No. I don’t believe it. I won. The twenty thousand. My poem. I won. Before I’ve even processed what has happened I’m running around the flat searching for my shoes and pulling on a jacket. My body knows where I’m going, what I need to do. As I slam the front door and clatter down the steps, heading out to the hospital, my mind still doesn't know if I’m going to celebrate with my father or deal the coup de grâce in our lifelong feud.
“Hi I’m here to see-” The nurse at the duty station cuts me short by turning away to consult a computer screen. As she slowly turns back towards me I know what she is going to say. I nearly vomit there and then, this time unrelated to last night’s rosé.
“I’m so sorry. Your father passed away in his sleep early this morning. I was due to call you shortly. I’m sorry you had to find out like this.” I could see in her eyes the apprehension, the expectation of a potential ‘scene’. Was she this afraid every time she had to break bad news to family members or was this specific to me, or more precisely, my father? Maybe I’m doing him a disservice. I realise that my eyes are dry, I stand there with my mouth open, in shock and I realise, hating myself, relief.

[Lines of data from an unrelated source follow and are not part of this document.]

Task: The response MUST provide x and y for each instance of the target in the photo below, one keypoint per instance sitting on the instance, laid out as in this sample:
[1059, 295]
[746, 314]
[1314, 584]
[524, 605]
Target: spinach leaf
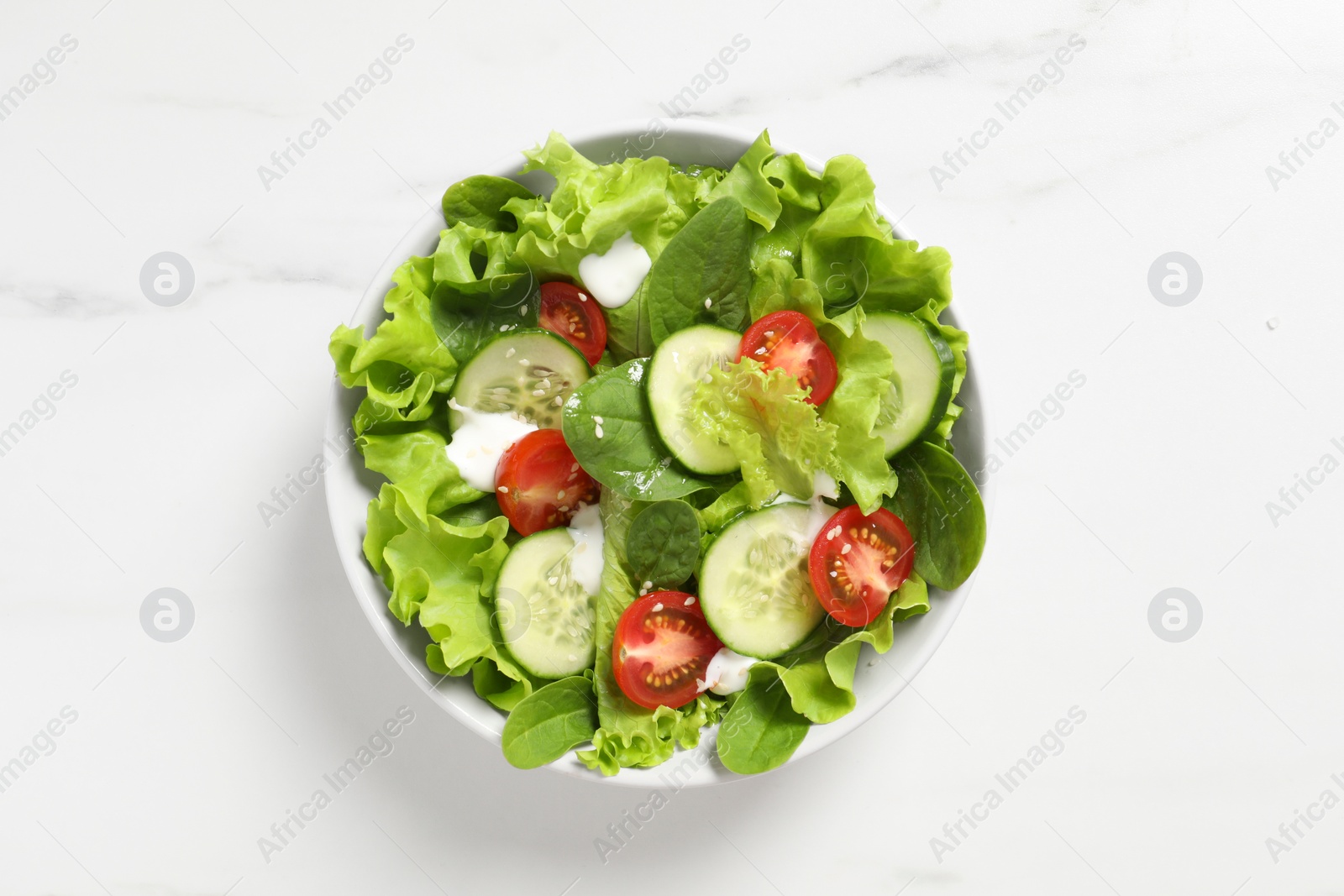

Sitting on a bench outside the Accident and Emergency after the formalities have been completed, I clutch a small tattered box containing the few meagre possessions my father had brought with him to the hospital. Aimlessly pushing around the assorted own-brand toiletries, I uncover a tattered little black book, almost a dark duplicate of my red poetry journal. I lift it out and, putting the box aside, I leaf through the pages. They are filled with my father’s looping, calligraphic writing, a hand I’d always considered so contrary to his character. Although the book is only half full, the dates go back almost twenty years and the pen has obviously been changed multiple times. I choose a section at random and read with my heart in my throat. I read another. And another. My father’s observations, his musings, on everything and anything. Moments in time captured perfectly in beautiful, heartfelt prose. Then my tears come. Not for what we'd shared, but for what we hadn't. I pick up his pen, turn to the first blank page and began to write.